As the battle over the federal deficit escalates in Washington, the two men are sparring over Coburn’s seemingly narrow proposal to eliminate a $5 billion annual tax break awarded to companies that blend ethanol into gasoline. But both sides say this cuts to the core of a quandary for the GOP: Will the cause of trimming deficits run aground on the conservative principle that the government must not increase the amount of money it takes in through taxes?
Coburn has been the most visible Republican to challenge Norquist, perhaps the country’s most influential anti-tax advocate, but other Republicans have been willing to discuss a budget deal that would include raising more money through taxes, along with making deep spending cuts, to help reduce the deficit.

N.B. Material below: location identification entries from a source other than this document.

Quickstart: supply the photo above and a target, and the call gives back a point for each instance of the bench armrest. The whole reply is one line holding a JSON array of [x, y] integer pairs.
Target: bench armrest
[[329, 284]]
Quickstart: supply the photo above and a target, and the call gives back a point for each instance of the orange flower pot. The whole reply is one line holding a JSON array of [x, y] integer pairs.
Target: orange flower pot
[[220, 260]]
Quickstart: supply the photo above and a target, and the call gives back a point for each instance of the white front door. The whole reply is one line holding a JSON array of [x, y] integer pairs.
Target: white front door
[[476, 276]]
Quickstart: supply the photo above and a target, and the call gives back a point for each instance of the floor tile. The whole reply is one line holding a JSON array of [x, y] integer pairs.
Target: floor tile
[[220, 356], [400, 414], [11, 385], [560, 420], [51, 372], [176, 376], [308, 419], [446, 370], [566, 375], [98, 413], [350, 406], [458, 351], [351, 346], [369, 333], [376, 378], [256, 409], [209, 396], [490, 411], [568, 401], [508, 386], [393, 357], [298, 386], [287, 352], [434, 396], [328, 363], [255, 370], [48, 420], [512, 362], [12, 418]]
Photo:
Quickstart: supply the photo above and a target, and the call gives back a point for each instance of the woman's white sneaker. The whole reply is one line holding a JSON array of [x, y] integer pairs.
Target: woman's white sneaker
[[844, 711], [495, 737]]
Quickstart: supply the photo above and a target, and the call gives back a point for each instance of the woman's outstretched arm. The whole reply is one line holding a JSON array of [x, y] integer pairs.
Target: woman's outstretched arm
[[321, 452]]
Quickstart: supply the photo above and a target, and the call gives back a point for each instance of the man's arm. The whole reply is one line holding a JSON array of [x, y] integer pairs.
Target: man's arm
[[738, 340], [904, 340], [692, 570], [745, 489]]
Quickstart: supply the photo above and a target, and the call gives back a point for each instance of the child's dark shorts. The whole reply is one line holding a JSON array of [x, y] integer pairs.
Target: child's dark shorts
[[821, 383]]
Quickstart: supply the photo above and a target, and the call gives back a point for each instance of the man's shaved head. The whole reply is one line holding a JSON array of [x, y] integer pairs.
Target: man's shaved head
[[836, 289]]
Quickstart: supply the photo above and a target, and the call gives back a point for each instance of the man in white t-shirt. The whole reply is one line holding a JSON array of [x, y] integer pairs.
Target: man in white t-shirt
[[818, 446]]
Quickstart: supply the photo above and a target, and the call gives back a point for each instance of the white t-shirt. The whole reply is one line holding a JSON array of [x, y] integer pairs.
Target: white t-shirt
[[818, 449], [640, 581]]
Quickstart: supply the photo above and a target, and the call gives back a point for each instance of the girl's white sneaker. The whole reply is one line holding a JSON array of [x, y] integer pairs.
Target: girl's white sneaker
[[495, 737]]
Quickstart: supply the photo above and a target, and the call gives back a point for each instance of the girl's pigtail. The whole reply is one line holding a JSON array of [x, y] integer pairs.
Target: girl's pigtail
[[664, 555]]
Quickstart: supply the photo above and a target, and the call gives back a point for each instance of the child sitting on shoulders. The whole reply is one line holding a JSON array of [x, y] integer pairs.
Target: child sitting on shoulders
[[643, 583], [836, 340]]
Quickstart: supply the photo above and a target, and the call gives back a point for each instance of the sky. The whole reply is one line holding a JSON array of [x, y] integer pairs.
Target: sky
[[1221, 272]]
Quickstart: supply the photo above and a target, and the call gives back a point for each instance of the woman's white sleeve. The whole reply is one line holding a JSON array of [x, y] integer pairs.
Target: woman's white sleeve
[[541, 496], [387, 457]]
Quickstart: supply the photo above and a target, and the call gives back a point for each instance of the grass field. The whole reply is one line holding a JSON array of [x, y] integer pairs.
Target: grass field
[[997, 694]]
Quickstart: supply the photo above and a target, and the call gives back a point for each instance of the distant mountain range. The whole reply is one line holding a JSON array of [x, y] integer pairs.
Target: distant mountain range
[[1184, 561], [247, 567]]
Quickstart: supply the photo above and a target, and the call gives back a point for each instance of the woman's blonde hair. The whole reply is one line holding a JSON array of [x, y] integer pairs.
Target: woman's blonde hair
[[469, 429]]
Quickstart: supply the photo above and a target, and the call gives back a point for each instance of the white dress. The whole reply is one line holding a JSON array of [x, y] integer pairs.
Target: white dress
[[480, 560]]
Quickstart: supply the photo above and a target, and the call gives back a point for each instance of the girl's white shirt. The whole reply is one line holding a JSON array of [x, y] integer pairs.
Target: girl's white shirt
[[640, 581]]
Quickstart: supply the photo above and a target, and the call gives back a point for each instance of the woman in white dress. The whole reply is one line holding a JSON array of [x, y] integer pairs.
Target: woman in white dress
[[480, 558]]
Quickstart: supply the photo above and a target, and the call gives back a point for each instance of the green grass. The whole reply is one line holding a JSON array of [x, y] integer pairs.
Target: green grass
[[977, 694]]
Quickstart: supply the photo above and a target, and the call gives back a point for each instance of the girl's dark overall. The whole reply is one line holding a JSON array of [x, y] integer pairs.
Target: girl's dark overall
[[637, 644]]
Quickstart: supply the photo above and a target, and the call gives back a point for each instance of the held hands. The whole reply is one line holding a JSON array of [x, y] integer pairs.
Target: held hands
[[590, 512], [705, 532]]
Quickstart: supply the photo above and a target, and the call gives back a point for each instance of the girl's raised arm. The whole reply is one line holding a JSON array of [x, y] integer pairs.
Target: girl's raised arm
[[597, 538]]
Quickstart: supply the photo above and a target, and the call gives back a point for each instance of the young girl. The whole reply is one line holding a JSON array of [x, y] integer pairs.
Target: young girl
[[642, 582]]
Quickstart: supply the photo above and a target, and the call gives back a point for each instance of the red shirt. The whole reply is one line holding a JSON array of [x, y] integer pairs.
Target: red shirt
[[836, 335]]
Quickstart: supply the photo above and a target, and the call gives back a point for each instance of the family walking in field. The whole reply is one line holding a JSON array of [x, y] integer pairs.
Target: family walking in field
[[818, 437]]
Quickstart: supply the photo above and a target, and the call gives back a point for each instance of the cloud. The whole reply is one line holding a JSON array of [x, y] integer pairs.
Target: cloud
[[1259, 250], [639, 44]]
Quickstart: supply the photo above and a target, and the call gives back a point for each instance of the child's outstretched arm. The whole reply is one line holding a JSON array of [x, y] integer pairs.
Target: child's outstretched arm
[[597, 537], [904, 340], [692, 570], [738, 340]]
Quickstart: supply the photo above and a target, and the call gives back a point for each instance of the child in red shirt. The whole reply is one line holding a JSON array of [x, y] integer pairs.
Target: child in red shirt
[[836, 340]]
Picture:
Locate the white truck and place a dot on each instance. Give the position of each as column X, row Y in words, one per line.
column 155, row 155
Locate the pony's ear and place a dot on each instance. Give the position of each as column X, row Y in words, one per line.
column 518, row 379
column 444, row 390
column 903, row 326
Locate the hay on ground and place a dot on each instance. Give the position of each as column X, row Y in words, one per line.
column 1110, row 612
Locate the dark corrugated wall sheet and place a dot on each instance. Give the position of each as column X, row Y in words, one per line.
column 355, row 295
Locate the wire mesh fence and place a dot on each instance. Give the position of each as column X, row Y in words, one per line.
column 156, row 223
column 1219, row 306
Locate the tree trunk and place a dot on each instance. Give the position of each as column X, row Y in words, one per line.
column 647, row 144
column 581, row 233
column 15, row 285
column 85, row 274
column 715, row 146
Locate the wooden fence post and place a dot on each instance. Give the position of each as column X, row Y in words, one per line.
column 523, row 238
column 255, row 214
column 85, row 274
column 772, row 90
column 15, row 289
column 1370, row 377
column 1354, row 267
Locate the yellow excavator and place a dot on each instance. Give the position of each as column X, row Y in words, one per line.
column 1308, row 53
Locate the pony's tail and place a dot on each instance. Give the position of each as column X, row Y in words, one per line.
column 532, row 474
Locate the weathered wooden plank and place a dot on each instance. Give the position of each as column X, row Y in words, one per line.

These include stalwart conservatives such as Sens. Saxby Chambliss (R-Ga.) and Mike Crapo (R-Idaho). And on the ethanol issue, Coburn has drawn support from such conservative-movement fixtures as the Heritage Foundation and the Wall Street Journal
editorial board.
And even some House leaders, including Budget
Chairman Paul Ryan (R-Wis.) and Ways and Means Chairman Dave Camp (R-Mich.), have left the door open to negotiation.
For anti-tax purists, including many in the Republican Party, eliminating the ethanol break is unacceptable — measures that roll back corporate subsidies, individual deductions or loopholes of any sort without comparable tax cuts elsewhere are considered tax increases.
The tensions between Norquist’s Americans for Tax Reform and Coburn’s office have intensified, with each side sending the other terse, accusatory letters claiming to be the true conservatives. Coburn charges that the tax pledge, as interpreted by Norquist, is inflexible, and Coburn’s spokesman now labels Norquist the “chief cleric of sharia tax law.”
“If we don’t do something, what we’ve done is put the country at risk,” Coburn said in an interview. “I agree we ought to cut spending, but will we ever get the spending cut to the level that we need to without some type of compromise?”
Norquist, who introduced the Taxpayer Protection Pledge 25 years ago, charges that Coburn and other Republicans exploring bipartisan compromises are violating party doctrine — and flirting with political suicide. He argues that bipartisan deals struck by Presidents Ronald Reagan in 1982 and George H.W. Bush in 1990, both of which entailed increased taxes, resulted in bigger government rather than spending cuts that both men thought they had secured.